The new Yogyakarta International Airport (YIA) replaces Adisutjipto International Airport which is no longer able to accommodate passenger and aircraft capacity.
The new Yogyakarta International Airport (YIA) in Kulon Progo is an iconic structure that blends traditional Javanese arts and cultural elements with modern designs. The airport’s roof is a complex architecture design inspired by the traditional Indonesian Batik Kawung motif, while its underpass walls feature images of the Gerak Gumerah, Jathilan, and Angguk Putri folk dancers. Inside, YIA is home to an impressive collection of art and sculptures by 46 local artisans, installed throughout its atriums, terminals, and corridors.
The new airport is anticipated to accommodate twenty million passengers annually upon completion. The airport is equipped with an early detection system for earthquakes, tsunamis and extreme weather events. It can withstand an earthquake with a magnitude of up to 8.8 on the Richter scale and a 12-m-high tidal wave because the airport is not far from the beach.

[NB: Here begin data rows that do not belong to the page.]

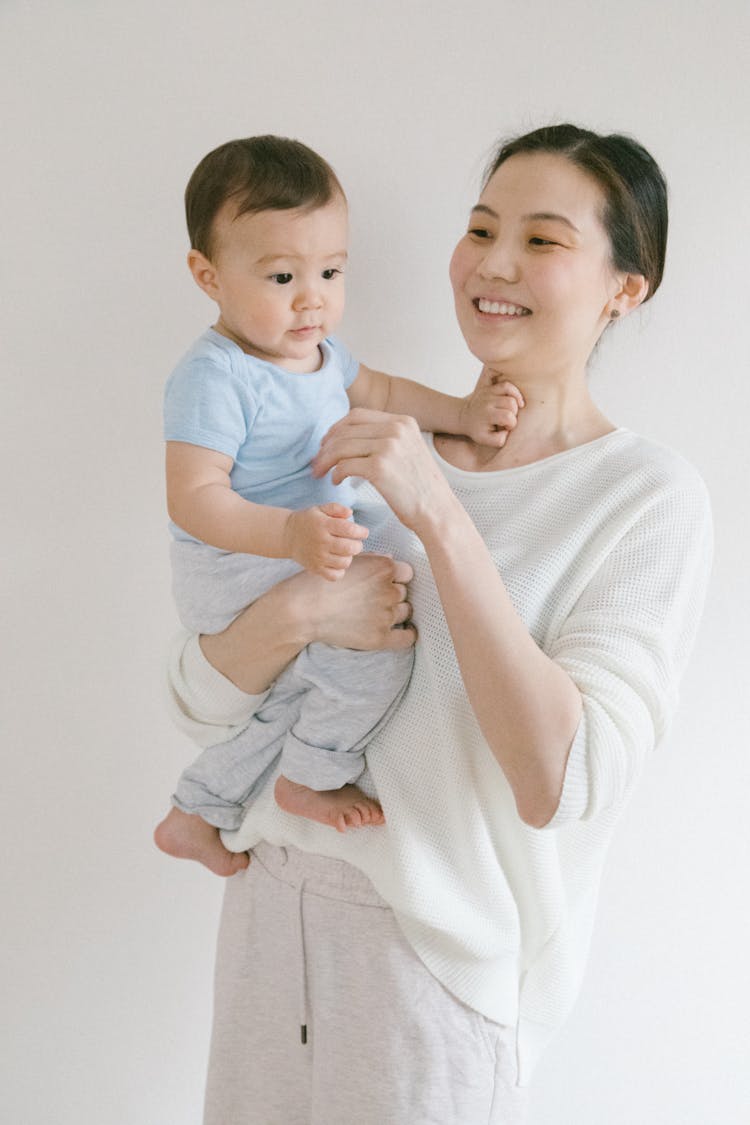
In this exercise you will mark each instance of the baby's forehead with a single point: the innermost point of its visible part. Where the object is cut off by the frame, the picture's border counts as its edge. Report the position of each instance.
(283, 232)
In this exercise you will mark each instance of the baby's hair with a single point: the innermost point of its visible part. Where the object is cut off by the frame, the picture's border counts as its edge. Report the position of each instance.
(260, 173)
(635, 214)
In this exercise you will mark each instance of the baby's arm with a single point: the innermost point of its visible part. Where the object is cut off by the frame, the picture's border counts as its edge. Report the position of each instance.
(486, 415)
(200, 501)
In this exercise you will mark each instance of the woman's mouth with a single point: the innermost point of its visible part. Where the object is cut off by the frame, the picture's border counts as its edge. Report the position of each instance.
(499, 307)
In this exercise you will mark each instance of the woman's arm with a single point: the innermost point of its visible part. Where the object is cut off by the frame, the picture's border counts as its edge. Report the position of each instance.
(526, 705)
(569, 729)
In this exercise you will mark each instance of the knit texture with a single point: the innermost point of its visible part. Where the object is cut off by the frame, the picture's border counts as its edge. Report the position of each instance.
(605, 550)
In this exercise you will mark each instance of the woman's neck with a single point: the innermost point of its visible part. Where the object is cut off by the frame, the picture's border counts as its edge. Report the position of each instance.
(558, 415)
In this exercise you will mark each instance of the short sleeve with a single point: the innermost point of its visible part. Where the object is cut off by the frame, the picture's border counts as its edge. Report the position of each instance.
(205, 404)
(625, 646)
(348, 365)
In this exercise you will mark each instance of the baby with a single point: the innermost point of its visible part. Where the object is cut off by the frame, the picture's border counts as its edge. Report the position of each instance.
(245, 411)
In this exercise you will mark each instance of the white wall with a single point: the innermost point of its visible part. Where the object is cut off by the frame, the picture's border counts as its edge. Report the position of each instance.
(106, 109)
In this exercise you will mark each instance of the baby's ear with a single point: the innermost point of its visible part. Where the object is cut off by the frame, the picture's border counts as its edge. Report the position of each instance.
(204, 272)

The airport was developed in two phases. In the first phase of development, the airport will have a terminal area of 130,000 square meters with a capacity of up to 15 million passengers per year. The total land area of the airport is about 645 hectares. The airport runway has dimensions of 3,250 x 45 meters and can serve even wide-body aircraft such as the Boeing 777 and the Airbus A380. In the second phase of development, the new airport terminal will be developed to 195,000 square meters that can accommodate up to 20 million passengers per year. The length of the runway will be extended by 3250 meters to 3,600 x 45 meters wide with an apron where up to 45 aircraft can be parked.

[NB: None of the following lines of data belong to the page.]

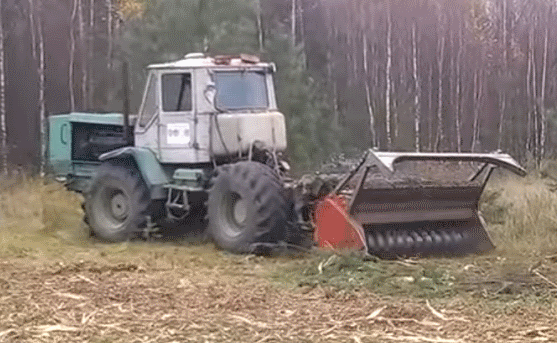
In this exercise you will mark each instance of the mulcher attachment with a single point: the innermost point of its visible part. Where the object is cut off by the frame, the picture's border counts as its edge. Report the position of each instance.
(392, 217)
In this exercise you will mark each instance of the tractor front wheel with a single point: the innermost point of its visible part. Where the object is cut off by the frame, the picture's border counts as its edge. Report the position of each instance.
(246, 205)
(117, 202)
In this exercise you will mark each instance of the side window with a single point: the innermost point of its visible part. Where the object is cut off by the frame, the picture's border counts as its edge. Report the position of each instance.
(176, 92)
(150, 105)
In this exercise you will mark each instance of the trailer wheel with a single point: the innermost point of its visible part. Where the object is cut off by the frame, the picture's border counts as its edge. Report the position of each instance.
(246, 205)
(117, 202)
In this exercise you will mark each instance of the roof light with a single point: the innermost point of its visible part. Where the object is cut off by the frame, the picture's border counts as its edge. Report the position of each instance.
(192, 55)
(249, 58)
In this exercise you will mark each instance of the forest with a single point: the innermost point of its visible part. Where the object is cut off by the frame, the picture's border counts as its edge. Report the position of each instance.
(420, 75)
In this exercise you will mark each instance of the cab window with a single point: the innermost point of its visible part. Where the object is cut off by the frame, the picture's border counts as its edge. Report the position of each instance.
(176, 92)
(150, 104)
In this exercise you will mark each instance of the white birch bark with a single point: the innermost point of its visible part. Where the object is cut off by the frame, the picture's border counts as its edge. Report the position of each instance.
(368, 95)
(72, 57)
(3, 128)
(388, 82)
(543, 117)
(259, 26)
(91, 47)
(32, 29)
(42, 99)
(293, 22)
(458, 93)
(109, 10)
(82, 45)
(477, 104)
(440, 135)
(417, 90)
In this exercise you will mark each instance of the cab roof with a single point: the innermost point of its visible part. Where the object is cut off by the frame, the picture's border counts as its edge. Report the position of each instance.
(200, 60)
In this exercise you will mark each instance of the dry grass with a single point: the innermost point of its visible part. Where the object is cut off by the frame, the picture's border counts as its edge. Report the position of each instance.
(522, 215)
(56, 286)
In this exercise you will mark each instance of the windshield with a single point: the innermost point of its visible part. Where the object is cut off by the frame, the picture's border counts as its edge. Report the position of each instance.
(241, 90)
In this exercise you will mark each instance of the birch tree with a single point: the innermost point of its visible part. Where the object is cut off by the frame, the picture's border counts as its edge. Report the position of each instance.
(42, 99)
(72, 56)
(3, 128)
(388, 81)
(417, 89)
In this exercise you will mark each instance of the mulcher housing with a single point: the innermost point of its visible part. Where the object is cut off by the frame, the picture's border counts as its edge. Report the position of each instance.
(206, 150)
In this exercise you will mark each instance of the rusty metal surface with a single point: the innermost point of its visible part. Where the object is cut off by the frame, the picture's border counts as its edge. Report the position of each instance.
(387, 160)
(404, 212)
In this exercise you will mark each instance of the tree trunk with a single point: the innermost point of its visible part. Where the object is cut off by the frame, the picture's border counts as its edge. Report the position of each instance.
(430, 108)
(458, 95)
(543, 119)
(388, 83)
(259, 26)
(42, 99)
(3, 129)
(109, 10)
(529, 140)
(91, 50)
(477, 104)
(293, 22)
(503, 101)
(368, 95)
(72, 57)
(534, 97)
(417, 89)
(32, 29)
(440, 135)
(82, 46)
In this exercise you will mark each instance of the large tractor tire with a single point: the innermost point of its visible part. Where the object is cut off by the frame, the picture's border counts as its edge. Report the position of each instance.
(117, 203)
(246, 205)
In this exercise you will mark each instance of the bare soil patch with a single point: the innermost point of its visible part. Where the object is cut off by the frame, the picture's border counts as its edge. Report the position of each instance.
(58, 286)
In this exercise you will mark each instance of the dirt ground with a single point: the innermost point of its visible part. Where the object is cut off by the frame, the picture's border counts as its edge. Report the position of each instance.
(56, 286)
(168, 293)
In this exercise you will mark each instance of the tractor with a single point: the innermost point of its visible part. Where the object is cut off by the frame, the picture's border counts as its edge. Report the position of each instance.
(208, 148)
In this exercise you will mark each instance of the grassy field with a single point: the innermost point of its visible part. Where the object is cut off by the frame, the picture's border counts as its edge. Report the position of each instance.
(57, 285)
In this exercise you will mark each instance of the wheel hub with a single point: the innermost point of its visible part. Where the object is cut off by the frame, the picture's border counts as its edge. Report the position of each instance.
(119, 206)
(236, 214)
(240, 211)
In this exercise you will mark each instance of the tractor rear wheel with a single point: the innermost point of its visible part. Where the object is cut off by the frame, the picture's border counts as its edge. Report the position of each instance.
(117, 203)
(246, 205)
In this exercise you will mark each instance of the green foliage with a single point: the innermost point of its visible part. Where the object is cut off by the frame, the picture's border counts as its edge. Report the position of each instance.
(168, 29)
(353, 272)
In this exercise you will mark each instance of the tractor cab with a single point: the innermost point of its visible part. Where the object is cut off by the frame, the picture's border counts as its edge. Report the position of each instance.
(200, 109)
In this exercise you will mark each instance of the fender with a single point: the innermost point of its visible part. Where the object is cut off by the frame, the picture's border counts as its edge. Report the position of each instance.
(151, 170)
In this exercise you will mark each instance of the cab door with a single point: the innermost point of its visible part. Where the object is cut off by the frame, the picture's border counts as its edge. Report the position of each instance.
(146, 127)
(177, 139)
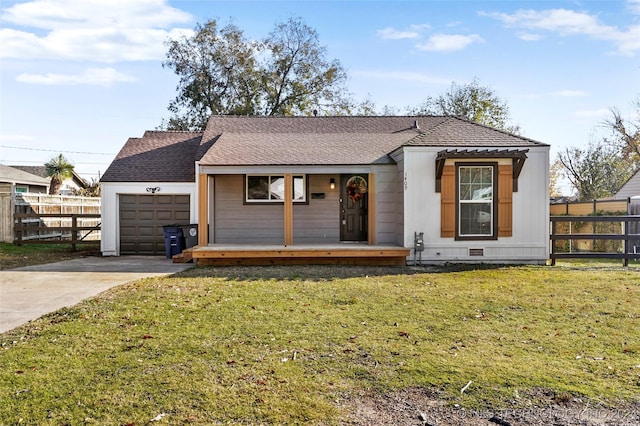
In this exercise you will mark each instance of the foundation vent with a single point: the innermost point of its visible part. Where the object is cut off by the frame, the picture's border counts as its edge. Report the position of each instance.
(476, 252)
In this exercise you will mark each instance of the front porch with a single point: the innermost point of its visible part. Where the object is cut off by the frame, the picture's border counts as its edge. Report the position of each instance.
(334, 254)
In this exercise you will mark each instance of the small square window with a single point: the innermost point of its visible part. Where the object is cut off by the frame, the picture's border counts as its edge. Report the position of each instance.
(270, 188)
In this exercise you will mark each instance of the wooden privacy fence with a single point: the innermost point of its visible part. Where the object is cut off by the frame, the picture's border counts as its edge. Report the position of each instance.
(40, 216)
(603, 237)
(589, 207)
(67, 228)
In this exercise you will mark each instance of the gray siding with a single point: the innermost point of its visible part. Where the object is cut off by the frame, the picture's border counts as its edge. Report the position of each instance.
(319, 221)
(386, 204)
(238, 223)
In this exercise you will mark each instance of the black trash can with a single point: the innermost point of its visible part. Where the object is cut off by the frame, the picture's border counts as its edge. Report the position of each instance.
(173, 240)
(190, 233)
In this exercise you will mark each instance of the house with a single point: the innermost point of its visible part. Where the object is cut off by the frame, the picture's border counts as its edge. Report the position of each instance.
(69, 185)
(394, 189)
(18, 180)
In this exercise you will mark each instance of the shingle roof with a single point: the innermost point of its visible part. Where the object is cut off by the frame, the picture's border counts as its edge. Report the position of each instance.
(156, 157)
(261, 140)
(456, 131)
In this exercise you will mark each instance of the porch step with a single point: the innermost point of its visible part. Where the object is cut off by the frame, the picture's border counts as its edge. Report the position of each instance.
(185, 257)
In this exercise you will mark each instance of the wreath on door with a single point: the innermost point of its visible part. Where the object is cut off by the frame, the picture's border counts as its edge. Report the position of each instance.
(356, 188)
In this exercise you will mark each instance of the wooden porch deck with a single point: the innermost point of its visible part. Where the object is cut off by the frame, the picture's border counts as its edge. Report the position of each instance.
(333, 254)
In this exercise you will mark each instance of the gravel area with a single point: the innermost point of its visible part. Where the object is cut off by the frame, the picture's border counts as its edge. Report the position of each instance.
(418, 407)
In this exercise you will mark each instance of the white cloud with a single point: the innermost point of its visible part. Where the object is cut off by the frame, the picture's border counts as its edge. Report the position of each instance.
(449, 42)
(568, 22)
(413, 31)
(91, 76)
(97, 30)
(530, 37)
(8, 138)
(402, 76)
(569, 93)
(596, 113)
(634, 6)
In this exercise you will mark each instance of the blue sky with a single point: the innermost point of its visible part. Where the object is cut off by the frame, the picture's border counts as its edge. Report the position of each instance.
(79, 77)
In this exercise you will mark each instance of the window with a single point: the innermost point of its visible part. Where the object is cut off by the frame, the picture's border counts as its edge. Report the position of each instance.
(270, 188)
(476, 207)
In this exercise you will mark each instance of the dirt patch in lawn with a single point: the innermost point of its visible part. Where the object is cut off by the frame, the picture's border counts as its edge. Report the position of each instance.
(541, 407)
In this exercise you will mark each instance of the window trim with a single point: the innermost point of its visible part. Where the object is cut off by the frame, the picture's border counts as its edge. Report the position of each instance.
(494, 202)
(245, 183)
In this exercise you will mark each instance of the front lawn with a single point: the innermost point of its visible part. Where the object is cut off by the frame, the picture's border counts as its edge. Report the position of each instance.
(300, 344)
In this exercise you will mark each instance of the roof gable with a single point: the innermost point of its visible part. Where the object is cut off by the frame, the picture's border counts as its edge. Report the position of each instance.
(156, 157)
(161, 156)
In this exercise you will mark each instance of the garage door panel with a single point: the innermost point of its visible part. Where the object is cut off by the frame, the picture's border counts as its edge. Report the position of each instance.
(182, 216)
(142, 218)
(166, 199)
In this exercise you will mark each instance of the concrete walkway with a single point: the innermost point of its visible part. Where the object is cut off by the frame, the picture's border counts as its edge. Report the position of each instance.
(28, 293)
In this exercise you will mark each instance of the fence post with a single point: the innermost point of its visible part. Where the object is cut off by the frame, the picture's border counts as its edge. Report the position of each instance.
(553, 243)
(625, 244)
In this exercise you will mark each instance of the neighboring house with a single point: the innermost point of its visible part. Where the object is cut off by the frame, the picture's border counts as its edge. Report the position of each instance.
(74, 183)
(22, 181)
(631, 188)
(476, 194)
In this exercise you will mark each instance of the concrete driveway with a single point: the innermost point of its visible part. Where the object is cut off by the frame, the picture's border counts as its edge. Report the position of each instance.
(32, 291)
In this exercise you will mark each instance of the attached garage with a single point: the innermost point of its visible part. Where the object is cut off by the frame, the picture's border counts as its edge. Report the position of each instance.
(142, 217)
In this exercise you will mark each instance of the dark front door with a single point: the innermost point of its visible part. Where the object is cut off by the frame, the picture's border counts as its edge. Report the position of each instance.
(353, 208)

Future plans also include to turn the airport land into an airport city integrated with industrial and tourism areas. The airport is designed to be resistant to earthquakes measuring up to 8.8 on the Richter magnitude scale as it was constructed in an earthquake-prone area, and will be equipped with tsunami mitigation facilities. At present part of the terminal, about 129,000-square-meter is completed and used. When completed the terminal will spread over 210,000 sqm. There will be three islands of check-in counters, with 32 counters in each of the islands. Parts of the airport feature local traditional artwork and local wisdoms, represented by the Jasmine flower and Wijayakusuma (Epiphyllum oxypetalum), designed by local artists.